Detección de anomalías en el tráfico agregado de redes IP basada en inferencia estadística sobre un modelo alfa-estable de primer orden

Tipo de Tesis: 
Tesis Doctoral (PhD Thesis)
Autor: 
Federico Simmross-Wattenberg
Tutor: 
Juan Ignacio Asensio-Pérez, Marcos Martín-Fernández
Calificación: 
Sobresaliente cum laude
Centro: 
ETSI Telecomunicación, Universidad de Valladolid
Fecha: 
2009
Abstract: 

Anomaly detection in network traffic is an interesting field of research for data networks management. Such a detection system may provide useful information to a network manager, so that they can tell whether transmitted data contain unusual patterns. Anomaly detection usually considers a set of features, aimed to appropriately represent traffic data, which are then  used to decide whether traffic should be classified as normal or anomalous.

One such way to extract traffic features is to apply a statistical traffic model to sampled data. Thus, the model parameters determine the behaviour of the data, and more robustness is attained, especially  when few samples are available.
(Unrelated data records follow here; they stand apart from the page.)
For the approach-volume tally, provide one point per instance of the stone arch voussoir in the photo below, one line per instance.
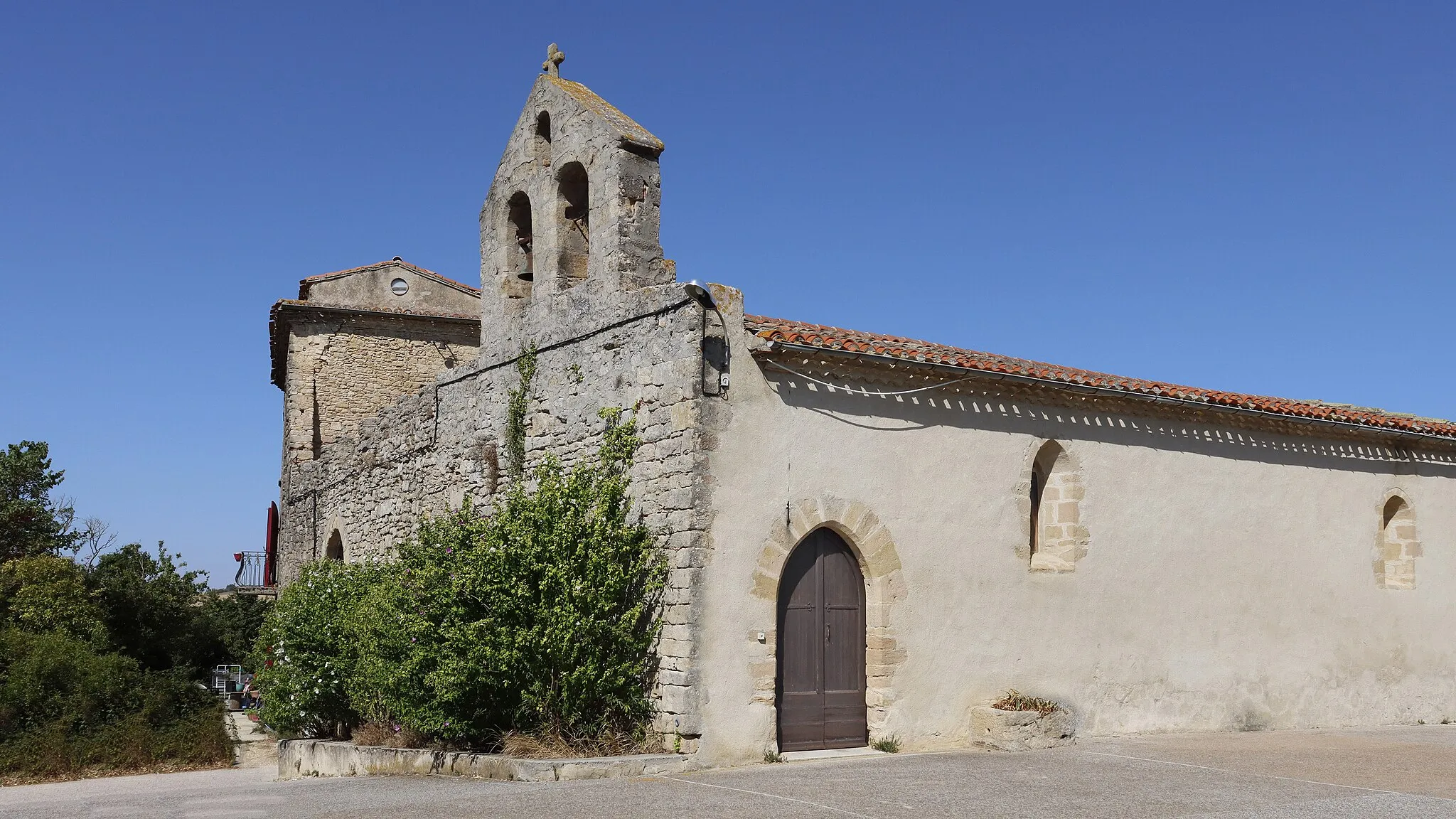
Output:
(884, 589)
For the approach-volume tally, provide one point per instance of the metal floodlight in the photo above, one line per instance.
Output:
(701, 295)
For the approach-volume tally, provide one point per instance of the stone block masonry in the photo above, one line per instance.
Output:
(432, 451)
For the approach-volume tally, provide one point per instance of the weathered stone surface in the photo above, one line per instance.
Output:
(326, 758)
(1021, 730)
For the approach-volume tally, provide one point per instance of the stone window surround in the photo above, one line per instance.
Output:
(1397, 542)
(884, 587)
(1066, 488)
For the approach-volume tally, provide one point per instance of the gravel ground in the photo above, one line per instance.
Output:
(1397, 773)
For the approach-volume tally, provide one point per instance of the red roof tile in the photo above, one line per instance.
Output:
(925, 352)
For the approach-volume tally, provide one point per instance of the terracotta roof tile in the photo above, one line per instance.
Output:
(915, 350)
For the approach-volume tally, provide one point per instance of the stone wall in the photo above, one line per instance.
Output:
(344, 368)
(427, 452)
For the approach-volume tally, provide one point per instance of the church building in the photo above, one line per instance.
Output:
(872, 535)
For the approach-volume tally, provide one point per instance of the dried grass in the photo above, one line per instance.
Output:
(554, 745)
(389, 735)
(1018, 701)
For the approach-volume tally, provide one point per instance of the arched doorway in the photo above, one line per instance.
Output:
(822, 648)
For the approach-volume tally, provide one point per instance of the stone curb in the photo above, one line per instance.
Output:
(1021, 730)
(331, 758)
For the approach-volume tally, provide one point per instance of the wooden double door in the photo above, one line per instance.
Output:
(822, 648)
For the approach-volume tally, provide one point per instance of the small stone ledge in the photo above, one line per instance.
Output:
(1021, 730)
(331, 758)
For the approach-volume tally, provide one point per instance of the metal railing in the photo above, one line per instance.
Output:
(252, 572)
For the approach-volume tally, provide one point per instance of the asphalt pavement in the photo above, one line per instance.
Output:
(1396, 773)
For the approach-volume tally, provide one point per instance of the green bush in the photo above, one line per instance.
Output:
(50, 594)
(150, 608)
(308, 649)
(66, 707)
(539, 619)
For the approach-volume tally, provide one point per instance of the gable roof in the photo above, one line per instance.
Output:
(626, 129)
(852, 341)
(397, 261)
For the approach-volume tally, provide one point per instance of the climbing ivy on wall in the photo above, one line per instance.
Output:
(518, 401)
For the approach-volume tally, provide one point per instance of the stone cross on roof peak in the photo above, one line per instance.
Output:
(554, 59)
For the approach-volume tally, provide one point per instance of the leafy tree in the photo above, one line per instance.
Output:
(31, 520)
(50, 594)
(68, 709)
(539, 617)
(149, 606)
(228, 627)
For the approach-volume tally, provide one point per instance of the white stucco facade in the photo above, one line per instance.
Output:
(1226, 585)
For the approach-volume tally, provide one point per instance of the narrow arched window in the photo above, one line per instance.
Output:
(1039, 483)
(1398, 545)
(1056, 535)
(572, 223)
(540, 137)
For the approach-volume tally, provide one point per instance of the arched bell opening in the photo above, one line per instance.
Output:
(572, 223)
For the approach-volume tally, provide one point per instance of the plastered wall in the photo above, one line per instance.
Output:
(1226, 580)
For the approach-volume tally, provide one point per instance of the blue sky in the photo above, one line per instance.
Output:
(1256, 197)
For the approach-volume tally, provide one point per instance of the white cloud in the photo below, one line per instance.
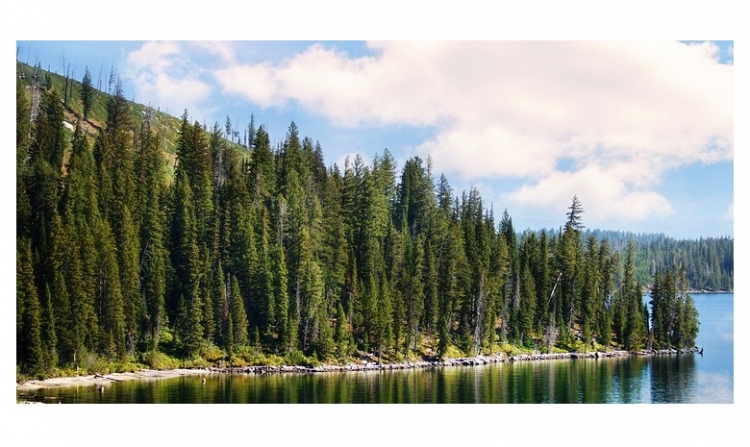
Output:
(620, 113)
(165, 76)
(605, 196)
(729, 213)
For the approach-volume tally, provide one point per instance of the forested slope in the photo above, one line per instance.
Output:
(134, 241)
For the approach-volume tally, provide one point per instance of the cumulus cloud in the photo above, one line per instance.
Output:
(602, 118)
(164, 75)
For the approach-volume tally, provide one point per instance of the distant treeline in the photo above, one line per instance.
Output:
(708, 263)
(119, 255)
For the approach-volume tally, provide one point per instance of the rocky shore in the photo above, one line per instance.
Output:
(365, 365)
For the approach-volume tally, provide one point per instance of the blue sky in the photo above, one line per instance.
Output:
(699, 193)
(641, 131)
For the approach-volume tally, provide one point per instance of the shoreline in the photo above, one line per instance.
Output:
(99, 380)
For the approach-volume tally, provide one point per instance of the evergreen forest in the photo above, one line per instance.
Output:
(145, 239)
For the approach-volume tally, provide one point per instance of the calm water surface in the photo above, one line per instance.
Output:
(685, 378)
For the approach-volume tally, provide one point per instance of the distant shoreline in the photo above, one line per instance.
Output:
(98, 380)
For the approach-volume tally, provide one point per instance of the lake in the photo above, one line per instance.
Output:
(680, 378)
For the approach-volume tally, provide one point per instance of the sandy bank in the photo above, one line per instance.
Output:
(365, 365)
(99, 380)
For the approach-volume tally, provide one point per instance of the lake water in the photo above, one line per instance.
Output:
(683, 378)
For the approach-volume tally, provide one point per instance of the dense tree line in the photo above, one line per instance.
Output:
(270, 247)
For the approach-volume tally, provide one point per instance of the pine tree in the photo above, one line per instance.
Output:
(87, 94)
(29, 350)
(238, 315)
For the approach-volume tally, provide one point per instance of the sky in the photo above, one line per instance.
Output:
(530, 102)
(640, 131)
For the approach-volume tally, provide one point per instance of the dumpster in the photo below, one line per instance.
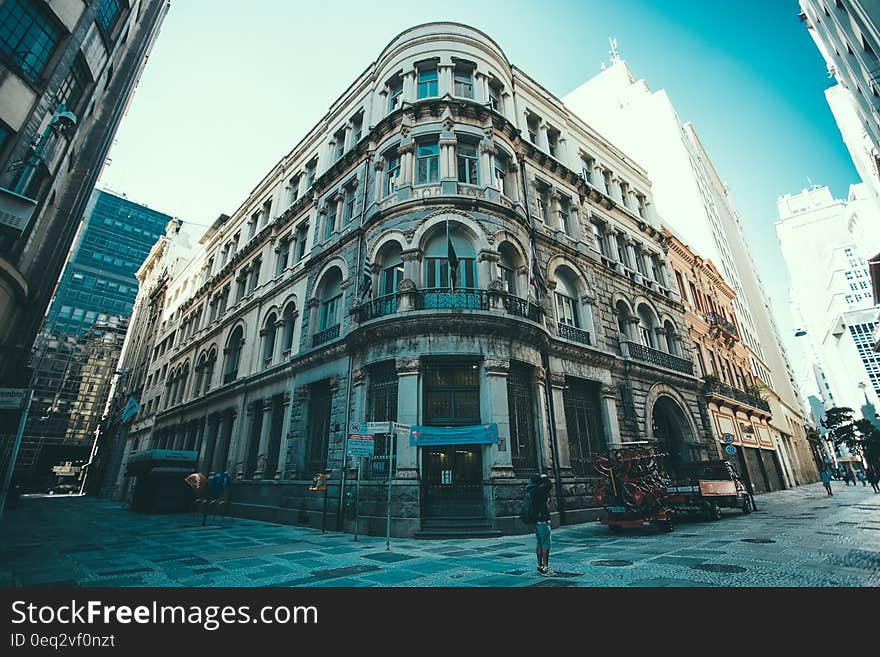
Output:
(160, 480)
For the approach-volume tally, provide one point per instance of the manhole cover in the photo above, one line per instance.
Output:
(719, 568)
(612, 562)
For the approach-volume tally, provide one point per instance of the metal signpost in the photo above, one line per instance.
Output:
(12, 399)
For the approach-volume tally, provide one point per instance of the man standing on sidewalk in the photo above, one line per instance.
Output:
(826, 480)
(539, 489)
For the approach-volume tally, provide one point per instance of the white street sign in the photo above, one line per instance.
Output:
(13, 398)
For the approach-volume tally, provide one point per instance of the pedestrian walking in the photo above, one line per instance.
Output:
(825, 475)
(537, 495)
(874, 479)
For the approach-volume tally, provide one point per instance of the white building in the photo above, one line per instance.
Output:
(826, 243)
(692, 199)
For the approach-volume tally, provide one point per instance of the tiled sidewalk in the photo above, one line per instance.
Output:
(798, 537)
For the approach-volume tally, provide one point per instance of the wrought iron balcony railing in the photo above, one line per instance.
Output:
(736, 394)
(570, 332)
(522, 308)
(379, 307)
(714, 319)
(326, 335)
(661, 358)
(446, 298)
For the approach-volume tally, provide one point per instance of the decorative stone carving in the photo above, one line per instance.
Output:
(408, 365)
(497, 366)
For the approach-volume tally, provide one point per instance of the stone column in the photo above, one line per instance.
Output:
(408, 370)
(610, 424)
(411, 269)
(496, 408)
(281, 470)
(557, 390)
(448, 176)
(444, 79)
(219, 450)
(206, 453)
(266, 409)
(545, 457)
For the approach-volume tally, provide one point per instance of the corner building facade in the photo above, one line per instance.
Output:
(270, 349)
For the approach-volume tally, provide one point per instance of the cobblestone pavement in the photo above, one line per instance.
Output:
(798, 537)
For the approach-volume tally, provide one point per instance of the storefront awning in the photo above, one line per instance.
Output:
(478, 434)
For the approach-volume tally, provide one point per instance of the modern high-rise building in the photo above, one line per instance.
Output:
(692, 199)
(76, 350)
(826, 243)
(68, 69)
(846, 33)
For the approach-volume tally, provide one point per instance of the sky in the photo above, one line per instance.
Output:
(231, 87)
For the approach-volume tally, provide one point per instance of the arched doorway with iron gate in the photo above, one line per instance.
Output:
(671, 427)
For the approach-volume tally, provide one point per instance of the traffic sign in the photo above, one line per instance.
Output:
(13, 398)
(361, 444)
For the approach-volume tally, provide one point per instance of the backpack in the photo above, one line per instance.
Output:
(527, 513)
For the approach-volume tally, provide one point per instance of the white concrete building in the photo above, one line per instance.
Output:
(826, 243)
(692, 199)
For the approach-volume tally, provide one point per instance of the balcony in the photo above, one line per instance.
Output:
(449, 299)
(326, 335)
(522, 308)
(378, 307)
(661, 358)
(741, 396)
(569, 332)
(716, 320)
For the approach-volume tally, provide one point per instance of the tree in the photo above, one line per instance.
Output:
(860, 436)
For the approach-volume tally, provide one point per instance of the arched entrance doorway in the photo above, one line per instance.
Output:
(673, 434)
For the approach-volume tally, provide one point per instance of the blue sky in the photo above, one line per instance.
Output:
(230, 87)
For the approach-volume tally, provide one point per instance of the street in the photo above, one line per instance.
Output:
(798, 537)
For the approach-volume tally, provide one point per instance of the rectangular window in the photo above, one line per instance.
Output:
(468, 163)
(330, 225)
(329, 311)
(74, 86)
(427, 163)
(566, 309)
(348, 204)
(502, 166)
(283, 256)
(108, 15)
(26, 37)
(395, 91)
(495, 96)
(427, 83)
(464, 82)
(391, 174)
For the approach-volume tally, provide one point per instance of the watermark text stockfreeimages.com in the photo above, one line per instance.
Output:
(210, 617)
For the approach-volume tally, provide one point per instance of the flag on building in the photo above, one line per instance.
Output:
(453, 260)
(536, 276)
(367, 278)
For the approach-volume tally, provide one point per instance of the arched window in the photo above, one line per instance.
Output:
(671, 341)
(567, 310)
(508, 264)
(269, 338)
(288, 317)
(329, 307)
(647, 326)
(233, 355)
(201, 366)
(624, 319)
(391, 264)
(438, 251)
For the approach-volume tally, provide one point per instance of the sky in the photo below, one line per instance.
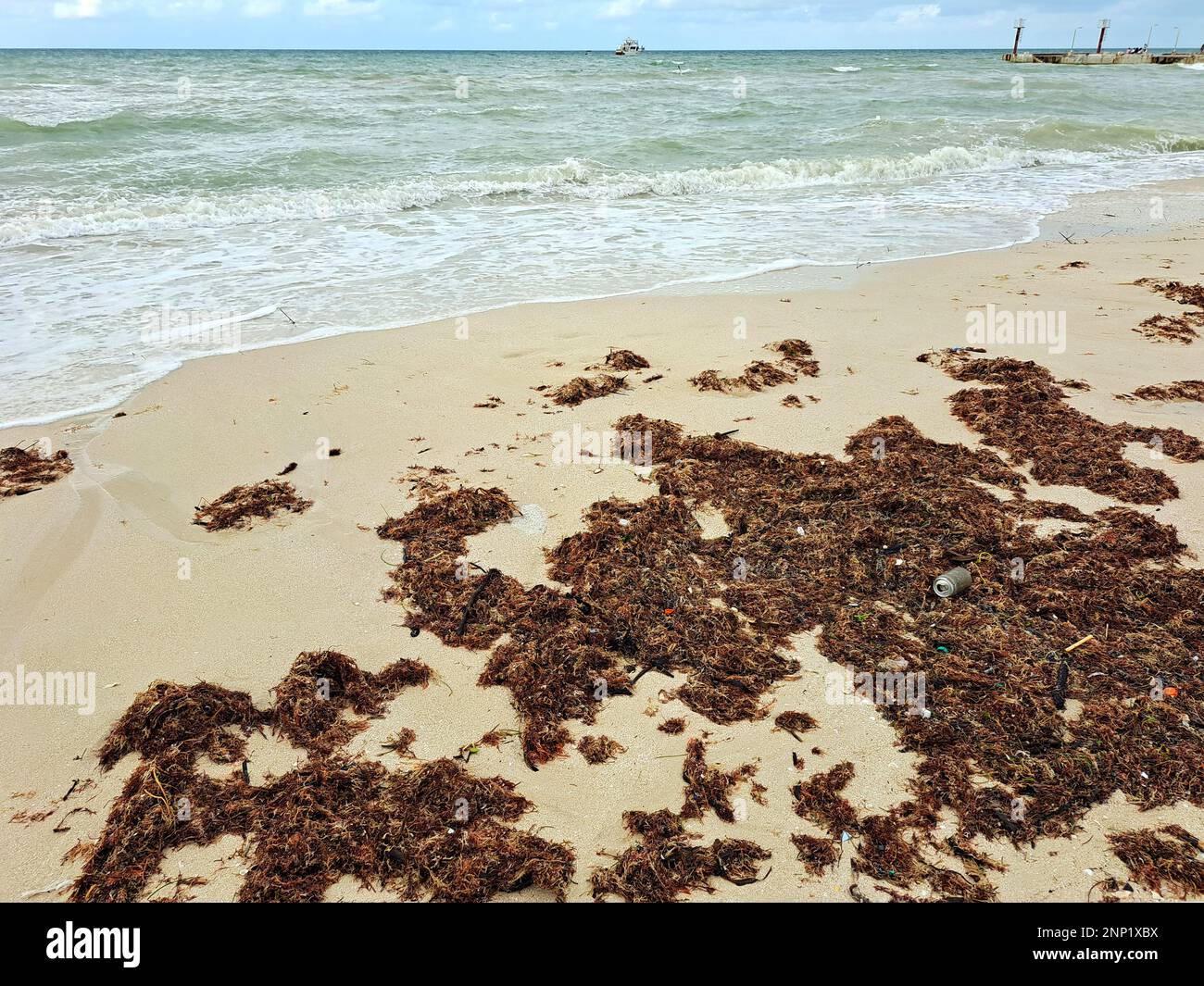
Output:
(586, 24)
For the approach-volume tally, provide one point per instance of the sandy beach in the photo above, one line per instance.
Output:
(105, 572)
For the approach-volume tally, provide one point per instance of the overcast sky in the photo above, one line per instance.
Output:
(584, 24)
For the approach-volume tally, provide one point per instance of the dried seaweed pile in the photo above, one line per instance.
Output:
(320, 685)
(853, 547)
(1179, 390)
(1169, 856)
(709, 786)
(1181, 328)
(598, 749)
(1023, 412)
(25, 471)
(242, 505)
(794, 360)
(581, 389)
(889, 848)
(433, 832)
(621, 360)
(667, 861)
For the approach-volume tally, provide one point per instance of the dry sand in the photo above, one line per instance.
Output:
(91, 566)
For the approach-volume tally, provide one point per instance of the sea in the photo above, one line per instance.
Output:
(157, 206)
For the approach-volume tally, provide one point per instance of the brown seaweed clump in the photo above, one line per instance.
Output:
(815, 854)
(320, 685)
(600, 749)
(794, 359)
(187, 720)
(798, 354)
(1180, 328)
(25, 471)
(709, 786)
(847, 549)
(795, 722)
(1023, 413)
(1179, 390)
(1168, 856)
(667, 862)
(621, 360)
(581, 389)
(242, 505)
(434, 832)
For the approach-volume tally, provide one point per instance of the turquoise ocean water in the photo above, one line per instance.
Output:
(362, 191)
Although there exist anomaly detection works based in statistical models, these contributions do not account for certain properties which are inherent to traffic data, and to which traffic modelling literature gives great importance. These properties, High Variability and Long-Range Dependence, may contain useful information for the classification of sampled data.

Once traffic features have been extracted, a classification is carried out, in order to decide whether data are anomalous or not. However, authors often do not elaborate on the problem of establishing reference patterns from which to make the final decision. In addition, network traffic usually exhibits a cycle-stationary behaviour, so a given reference pattern which is valid at a certain moment may be inadequate at any other time circumstances. Also, certain classifiers proposed in some research works are not closely linked to feature extraction strategies they use, so they cannot fully take advantage from the information extracted from traffic. It is also notable that some authors assume that immediate past traffic is normal, or leave the task of choosing reference patterns to an expert. Nevertheless, anomaly detection would benefit from reduced human intervention, while not making any assumptions on recent past traffic.

This thesis proposes an anomaly detection method based on a statistical model sensitive to observed traffic properties, so that extracted features are able to more accurately represent real data, and more information is provided to the classification subsystem. The proposed classifier is able to take advantage from the information provided by the aforementioned traffic properties. The problem of setting reference patterns without human intervention is also addressed. These patterns must be valid in any time circumstances, and independent from any assumption about immediate past traffic.

The proposal is validated by using real data, collected from two routers in the University of Valladolid. These routers provide two different levels of aggregation, so that conclusions extracted in validating the proposed method may be extrapolable to other networks wherever possible. Performance of the proposed method is also compared to other state-of-the-art results.